Herrera was optioned to the Triple-A Buffalo Bisons to begin the 2012 season, recording a 1.50 ERA with five strikeouts and one save in three games. On April 20, 2012, it was announced that Herrera would require Tommy John surgery, ending his season.

The Mets released Herrera on March 30, 2013.

===Long Island Ducks===
On July 19, 2013, Herrera signed with the Long Island Ducks of the Atlantic League of Professional Baseball. In 23 appearances for the Ducks, he posted a 2–1 record and 5.03 ERA with 14 strikeouts across 19 2/3 innings pitched. Herrera became a free agent following the season.

===Somerset Patriots===
In 2014, Herrera signed with the Somerset Patriots of the Atlantic League of Professional Baseball. In 36 appearances (three starts) for Somerset, he logged a 4–0 record and 3.43 ERA with 35 strikeouts across 44 2/3 innings of work.
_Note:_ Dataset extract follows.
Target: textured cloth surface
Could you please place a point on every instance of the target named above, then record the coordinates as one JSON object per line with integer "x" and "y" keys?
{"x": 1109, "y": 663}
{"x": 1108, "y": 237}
Herrera became a free agent following the season.

===Camden Riversharks===
Herrera signed with the Camden Riversharks of the Atlantic League of Professional Baseball for the 2015 season. In 37 appearances (11 starts) for Camden, he registered a 7–4 record and 5.04 ERA with 77 strikeouts across 100 innings pitched. Herrera became a free agent after the season.
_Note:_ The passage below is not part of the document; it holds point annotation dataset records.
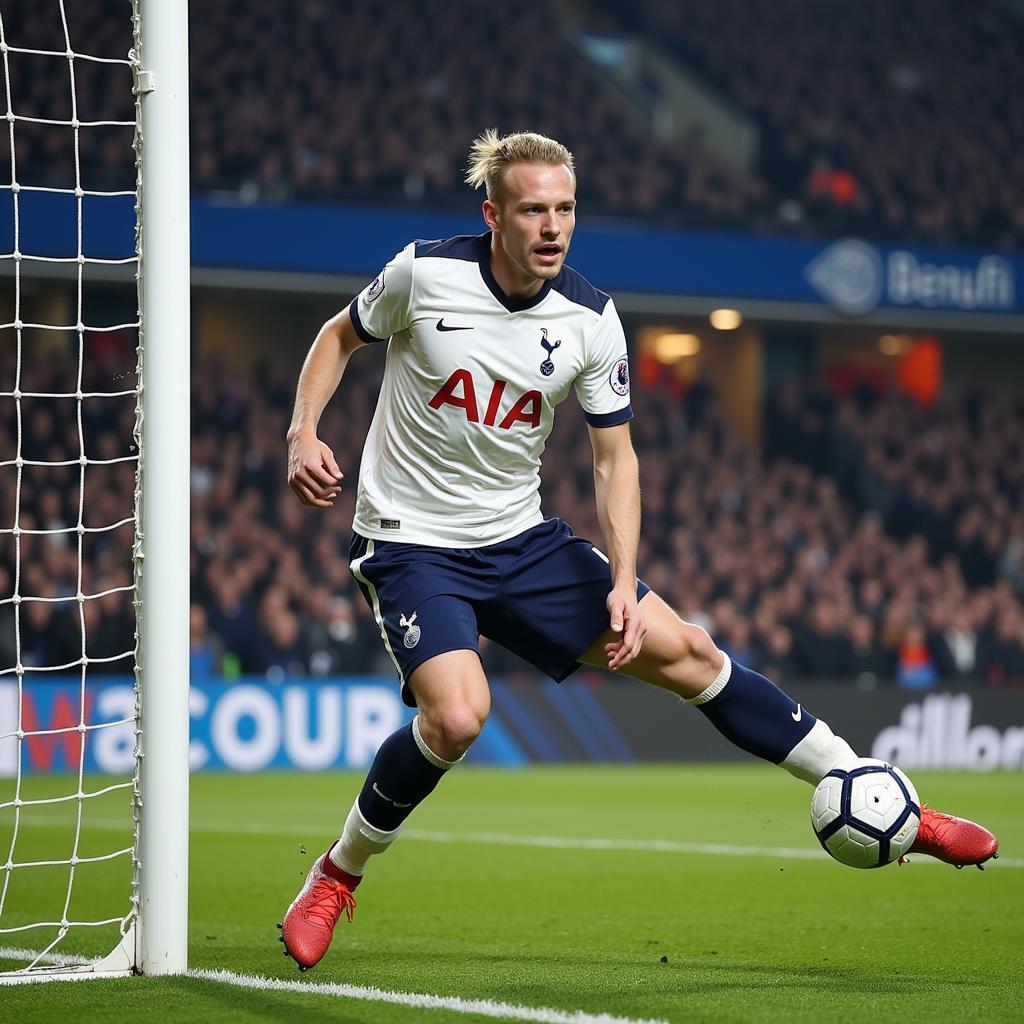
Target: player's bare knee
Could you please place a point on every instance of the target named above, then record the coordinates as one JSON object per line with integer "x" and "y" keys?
{"x": 699, "y": 651}
{"x": 450, "y": 730}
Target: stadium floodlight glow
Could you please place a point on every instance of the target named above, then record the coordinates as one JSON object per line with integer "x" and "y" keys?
{"x": 725, "y": 320}
{"x": 671, "y": 348}
{"x": 153, "y": 921}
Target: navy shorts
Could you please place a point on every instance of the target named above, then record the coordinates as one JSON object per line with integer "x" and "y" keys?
{"x": 542, "y": 594}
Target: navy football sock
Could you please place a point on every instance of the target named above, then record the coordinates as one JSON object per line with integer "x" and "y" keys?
{"x": 753, "y": 713}
{"x": 403, "y": 773}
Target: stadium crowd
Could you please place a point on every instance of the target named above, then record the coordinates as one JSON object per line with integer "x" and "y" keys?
{"x": 872, "y": 542}
{"x": 873, "y": 118}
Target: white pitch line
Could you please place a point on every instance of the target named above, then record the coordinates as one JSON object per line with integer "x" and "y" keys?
{"x": 54, "y": 958}
{"x": 417, "y": 1000}
{"x": 421, "y": 1000}
{"x": 502, "y": 839}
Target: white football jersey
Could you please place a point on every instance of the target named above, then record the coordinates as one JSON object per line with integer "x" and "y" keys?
{"x": 471, "y": 382}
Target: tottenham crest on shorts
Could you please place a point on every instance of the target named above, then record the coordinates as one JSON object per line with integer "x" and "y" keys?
{"x": 412, "y": 637}
{"x": 376, "y": 288}
{"x": 620, "y": 377}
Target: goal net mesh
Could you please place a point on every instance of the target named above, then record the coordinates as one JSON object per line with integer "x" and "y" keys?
{"x": 70, "y": 461}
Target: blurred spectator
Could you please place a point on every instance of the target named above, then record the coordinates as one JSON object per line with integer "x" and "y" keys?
{"x": 864, "y": 660}
{"x": 957, "y": 649}
{"x": 205, "y": 650}
{"x": 915, "y": 670}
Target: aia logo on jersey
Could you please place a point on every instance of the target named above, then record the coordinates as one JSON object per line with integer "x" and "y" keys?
{"x": 547, "y": 367}
{"x": 460, "y": 390}
{"x": 620, "y": 377}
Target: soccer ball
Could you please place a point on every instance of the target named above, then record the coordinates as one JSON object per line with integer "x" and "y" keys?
{"x": 867, "y": 815}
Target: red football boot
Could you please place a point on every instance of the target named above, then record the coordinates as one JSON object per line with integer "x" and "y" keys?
{"x": 952, "y": 840}
{"x": 308, "y": 925}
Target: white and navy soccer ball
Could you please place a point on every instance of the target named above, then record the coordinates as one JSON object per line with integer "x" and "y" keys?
{"x": 866, "y": 815}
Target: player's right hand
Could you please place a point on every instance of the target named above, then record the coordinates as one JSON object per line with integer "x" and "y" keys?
{"x": 312, "y": 472}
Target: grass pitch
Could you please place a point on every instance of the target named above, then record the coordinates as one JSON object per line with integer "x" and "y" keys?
{"x": 459, "y": 908}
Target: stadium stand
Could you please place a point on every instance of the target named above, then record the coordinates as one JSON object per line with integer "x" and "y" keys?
{"x": 858, "y": 129}
{"x": 858, "y": 120}
{"x": 853, "y": 549}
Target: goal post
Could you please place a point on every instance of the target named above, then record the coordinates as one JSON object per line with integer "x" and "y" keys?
{"x": 162, "y": 83}
{"x": 151, "y": 724}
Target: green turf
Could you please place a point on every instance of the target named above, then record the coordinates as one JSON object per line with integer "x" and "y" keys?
{"x": 680, "y": 937}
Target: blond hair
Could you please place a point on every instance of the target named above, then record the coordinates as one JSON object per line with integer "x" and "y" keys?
{"x": 491, "y": 156}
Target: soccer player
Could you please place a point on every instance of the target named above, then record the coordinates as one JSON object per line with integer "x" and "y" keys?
{"x": 487, "y": 335}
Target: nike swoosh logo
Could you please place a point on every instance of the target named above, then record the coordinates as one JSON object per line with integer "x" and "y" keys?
{"x": 388, "y": 799}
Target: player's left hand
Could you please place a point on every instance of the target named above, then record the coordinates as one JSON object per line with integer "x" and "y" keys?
{"x": 627, "y": 620}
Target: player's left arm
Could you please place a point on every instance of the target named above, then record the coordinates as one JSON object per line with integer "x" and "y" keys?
{"x": 616, "y": 485}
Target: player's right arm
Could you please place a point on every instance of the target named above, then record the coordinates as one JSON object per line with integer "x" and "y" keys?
{"x": 312, "y": 471}
{"x": 380, "y": 310}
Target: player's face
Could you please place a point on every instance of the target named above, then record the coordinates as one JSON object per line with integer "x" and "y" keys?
{"x": 534, "y": 220}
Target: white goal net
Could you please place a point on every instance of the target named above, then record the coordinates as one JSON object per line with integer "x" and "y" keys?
{"x": 72, "y": 488}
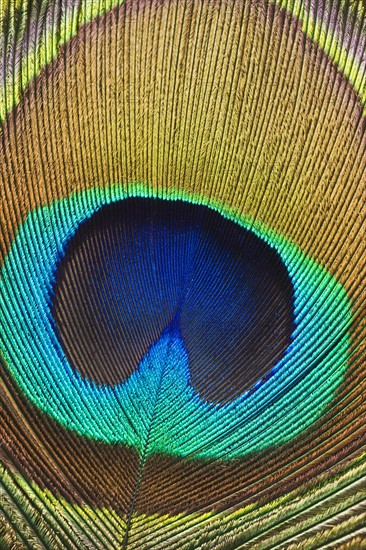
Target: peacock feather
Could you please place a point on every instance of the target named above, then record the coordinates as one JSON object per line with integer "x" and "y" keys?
{"x": 182, "y": 257}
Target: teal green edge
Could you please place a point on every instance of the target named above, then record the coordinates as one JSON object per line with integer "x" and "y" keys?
{"x": 302, "y": 384}
{"x": 50, "y": 43}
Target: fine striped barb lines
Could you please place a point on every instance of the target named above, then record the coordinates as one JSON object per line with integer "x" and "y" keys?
{"x": 182, "y": 288}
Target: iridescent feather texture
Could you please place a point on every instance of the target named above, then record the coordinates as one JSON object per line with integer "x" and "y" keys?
{"x": 182, "y": 257}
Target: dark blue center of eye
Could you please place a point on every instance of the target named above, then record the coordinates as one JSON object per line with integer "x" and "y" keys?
{"x": 141, "y": 267}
===Long Island Ducks (second stint)===
In 2016, Herrera returned to the Long Island Ducks of the Atlantic League of Professional Baseball. In eight appearances (six starts) for the Ducks, he posted a 3–1 record and 4.35 ERA with 25 strikeouts across 41 1/3 innings of work. Herrera became a free agent after the season.

==Pitching style==
Herrera threw six pitches. He had three fastballs — a four-seamer (83–86 mph, topped out at 88), a two-seamer (82–85), and a cutter (81–84) — as well as a curveball (75–78), a changeup (75–77), and a screwball (67–70). Herrera threw all of his pitches to hitters from both sides of the plate, with the exception of the changeup (which was only used against right-handed hitters). The screwball was his most common pitch in 2-strike counts, especially to righties. His most common pitch against left-handers as a whole was his curveball.